Para Foucault, esta audiência às punições também se vale para punir os espectadores e também dar ciência de que estão punindo, porque só punir não basta:
Mas nessa cena de terror o papel do povo é ambíguo. Ele é chamado como espectador: é convocado para assistir às exposições, às confissões públicas; os pelourinhos, as forcas e os cadafalsos são erguidos nas praças públicas ou à beira dos caminhos; os cadáveres dos supliciados muitas vezes são colocados bem em evidência perto do local de seus crimes. As pessoas não têm que saber, mas também ver com seus próprios olhos. Porque é necessário que tenham medo; mas também porque devem ser testemunhas e garantia de punição, e porque até certo ponto devem tomar parte dela (FOUCAULT, 1987)
Como falou Foucault há tempos, para o direito penal é necessário que haja a exposição da punição para que tanto o criminoso não tente comete-lo novamente, quanto para o público se sentir amedrontado com tal punição para que não venham a cometer também.
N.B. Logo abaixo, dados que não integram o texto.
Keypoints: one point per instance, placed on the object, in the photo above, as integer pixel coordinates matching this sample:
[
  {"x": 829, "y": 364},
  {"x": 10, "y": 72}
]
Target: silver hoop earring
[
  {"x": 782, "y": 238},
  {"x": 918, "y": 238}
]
Assim, conclui-se que a punição é aplicada duas vezes: a pena em si decretada pelo sistema penal e toda a exposição, humilhação e consequências na sociedade para aquele indivíduo, que na maioria das vezes será sempre considerado um criminoso.
Uma alternativa ao que é apresentado hoje e no episódio seria a justiça restaurativa, que, segundo Braga (2014) é a abordagem dos conflitos através de encontros entre vítima e ofensor e busca a consciência e responsabilidade pelo ilícito, com a participação direta da vítima, que tem o direito lesado reparado e atua no processo como agente transformador.. No caso de Victoria, o encontro com a vítima não seria possível, uma vez que a criança estava morta, mas seria possível ainda um encontro entre a família da criança e a reparação seria maior tanto para Victoria, que além de cumprir a pena de forma adequada e justa, teria a chance de se redimir com os principais afetados com aquela atitude, quanto para a família da criança que, além de justiça busca por aceitação do ocorrido e entendimento.
Referências
BRAGA, Maria do Socorro Pelaes. Justiça restaurativa: benefícios para a sociedade e para a justiça formal. Rio de Janeiro, 2014. Disponível em: <http://www.esg.br/images/Monografias/2014/BRAGA.pdf>. Acesso em: 24 maio 2017.
FOUCAULT, Michel. Vigiar e punir: nascimento da prisão. Petrópolis, Vozes, 1987.
NIETZSCHE, Friedrich Wilheim. Genealogia da moral. São Paulo: Companhia das Letras, 1998.